If a home is occupied by the residents a buyer can still drive past and check out the property. Many times, buyers are very familiar with the neighborhood and know it quite well. In many instances they are committed to the area and are going to buy so they don’t consider a walk-through absolutely necessary.

Does social media really sell houses?

If done right it absolutely can, great photography by a professional and added pictures from drones to a beautiful video can paint a really good picture. Even if it doesn’t close the deal, it most certainly will be what opens one.

Are some buyers still paying cash?

Sub-$10 million buyers tend to take out mortgages, but [when paying] over $10 million, buyers often pay cash. And the cash typically represents just a small portion of their net worth.

Are there still foreign buyers who buy U.S. homes sight unseen?

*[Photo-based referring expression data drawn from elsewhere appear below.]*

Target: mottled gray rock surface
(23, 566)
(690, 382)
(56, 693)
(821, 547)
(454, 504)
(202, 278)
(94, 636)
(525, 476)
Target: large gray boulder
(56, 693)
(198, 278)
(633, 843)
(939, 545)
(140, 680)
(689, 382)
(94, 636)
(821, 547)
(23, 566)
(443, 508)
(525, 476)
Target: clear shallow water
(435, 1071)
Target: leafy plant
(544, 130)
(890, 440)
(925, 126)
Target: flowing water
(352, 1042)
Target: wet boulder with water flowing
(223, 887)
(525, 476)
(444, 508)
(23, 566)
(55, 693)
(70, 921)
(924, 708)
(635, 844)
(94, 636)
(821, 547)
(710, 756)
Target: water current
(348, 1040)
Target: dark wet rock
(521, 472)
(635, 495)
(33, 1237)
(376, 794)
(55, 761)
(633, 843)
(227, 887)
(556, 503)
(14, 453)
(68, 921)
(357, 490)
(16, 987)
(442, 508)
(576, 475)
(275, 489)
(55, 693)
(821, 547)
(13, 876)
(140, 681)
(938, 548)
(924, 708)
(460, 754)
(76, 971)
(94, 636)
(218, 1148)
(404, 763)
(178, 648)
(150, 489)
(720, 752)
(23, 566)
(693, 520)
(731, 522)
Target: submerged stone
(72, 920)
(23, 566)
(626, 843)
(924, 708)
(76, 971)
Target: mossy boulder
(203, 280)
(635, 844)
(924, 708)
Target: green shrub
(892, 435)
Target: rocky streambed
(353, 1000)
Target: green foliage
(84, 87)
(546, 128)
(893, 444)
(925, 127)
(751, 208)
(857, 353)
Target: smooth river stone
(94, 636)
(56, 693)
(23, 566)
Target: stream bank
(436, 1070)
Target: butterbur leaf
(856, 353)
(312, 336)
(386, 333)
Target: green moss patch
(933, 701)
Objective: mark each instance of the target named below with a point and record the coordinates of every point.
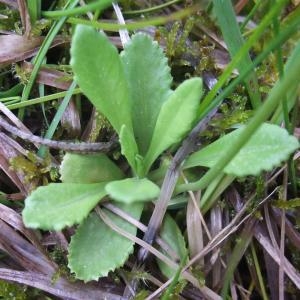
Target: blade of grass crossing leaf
(285, 108)
(96, 5)
(180, 14)
(262, 114)
(175, 118)
(100, 74)
(34, 9)
(58, 115)
(234, 40)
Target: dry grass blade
(50, 77)
(61, 287)
(13, 219)
(265, 242)
(208, 293)
(7, 152)
(16, 48)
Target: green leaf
(172, 235)
(175, 118)
(267, 148)
(149, 80)
(100, 75)
(95, 249)
(88, 168)
(128, 147)
(58, 205)
(132, 190)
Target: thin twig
(62, 145)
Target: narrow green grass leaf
(175, 119)
(88, 168)
(100, 74)
(129, 147)
(234, 40)
(132, 190)
(267, 148)
(96, 249)
(58, 205)
(149, 79)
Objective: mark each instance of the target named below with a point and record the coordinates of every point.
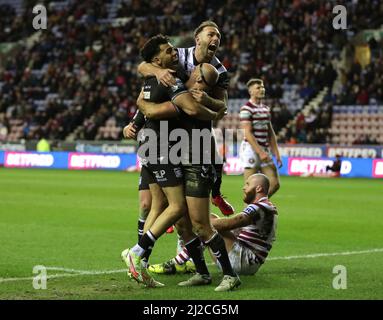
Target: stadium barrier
(68, 160)
(292, 166)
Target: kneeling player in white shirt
(249, 235)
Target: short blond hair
(254, 81)
(204, 24)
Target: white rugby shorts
(250, 159)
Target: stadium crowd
(81, 73)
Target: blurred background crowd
(77, 79)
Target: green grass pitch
(82, 220)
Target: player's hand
(264, 156)
(199, 95)
(166, 77)
(221, 113)
(129, 131)
(279, 162)
(140, 99)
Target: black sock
(145, 257)
(216, 189)
(196, 253)
(217, 245)
(141, 224)
(146, 243)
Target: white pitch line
(317, 255)
(76, 273)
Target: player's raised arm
(165, 76)
(238, 221)
(207, 79)
(157, 111)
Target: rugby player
(207, 39)
(165, 179)
(259, 140)
(198, 177)
(249, 235)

At the end of the day buyers believe that the U.S. is a safe haven for investments and will continue to be a safe haven. Residential real estate in the U.S. is very stable and strong, so a lot of foreign buyers are purchasing sight unseen.

Is the rental market strong for people with cash who might be sitting on the sidelines?

Demand for leases is definitely strong in fact some people are not quite ready to “pull the trigger” right now so they are leasing in the interim.

What changed in the market now?

Before COVID-19 struck, there were shifts in the market. A lot of sellers became unrealistic across all price points. Sellers thought their properties are worth more than they are. Gaining a client’s trust so that the property can sell appropriately is still a great challenge but becoming much easier when a seller understands the great importance of pricing the property correctly. If a home is overpriced it sits on the market and goes stale and it ends up going for less than what it’s worth.